The sun is slanting at an angle through the large, tinted Illinois Terminal windows. It’s a cool 64 degrees here in Champaign, Illinois. China, with its heat and humidity, is becoming a distant memory. I’m on my way to Chicago to give a reading tonight at Hopleaf Bar, part of the Tuesday Funk series. I’m honored to be reading with Aleksandar Hemon, whose new memoir, The Book of My Lives, was released in March by Farrar, Straus, and Giroux .

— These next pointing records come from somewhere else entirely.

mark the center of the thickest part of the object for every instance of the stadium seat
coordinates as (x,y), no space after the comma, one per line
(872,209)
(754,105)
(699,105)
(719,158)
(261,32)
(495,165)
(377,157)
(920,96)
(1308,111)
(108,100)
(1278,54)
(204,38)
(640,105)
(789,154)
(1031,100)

It’s been exactly a month since I came home from China. A month since that 24-hours of hellish travel through connecting flights and long layovers in distant cities. It’s odd to be back in a travel zone–I’ve already forgotten the odd folks who show up to travel together. There’s a young black woman with a shaved head and a tight shirt raised high enough to expose her belly sitting in the row of chairs near the window. She’s talking like she’s on a phone, but there is no phone in her hand, no earpiece connected to her head. A guy several seats away, sporting a yarmulka and a wedding band, is staring at his iPhone with earbuds loosely in place. Several Asian students and older couples are scattered throughout the waiting area, as well as an Indian couple and many pairs and singles of caucasians and African-Americans. Ah, diversity. One of the questions I got from a Marxist scholar in China was how to reconcile diversity and integration. Curiosity, I told her, and tolerance for the discomfort that can come with difference.
I’m keeping this post short because my train will be here soon. There are still so many things about China I’ve forgotten to write about: night swimming in East Lake beneath the bats and the star-filled sky; sleeping in a hotel room with a young Chinese girl I’d only met hours before; fresh-made yogurt with raisins and honey; a late-night foot massage in Shanghai with my husband sitting in the chair next to me, his masseuse nodding and winking, hinting to us in his limited English that massage is an aphrodisiac.
We had lunch recently with Chinese friends we met years ago when my husband taught ESL in a public school. Eating with this family helped me see how much of China I’ve already lost, even though it’s only been a month. I’ve lost the few words I knew in Chinese, the weight of the damp heat, the rhythm of how to navigate Chinese streets and sidewalks. All I have now is a warm, fuzzy nostalgia for China, for all the things I loved about China despite its many challenges. And a longing to return.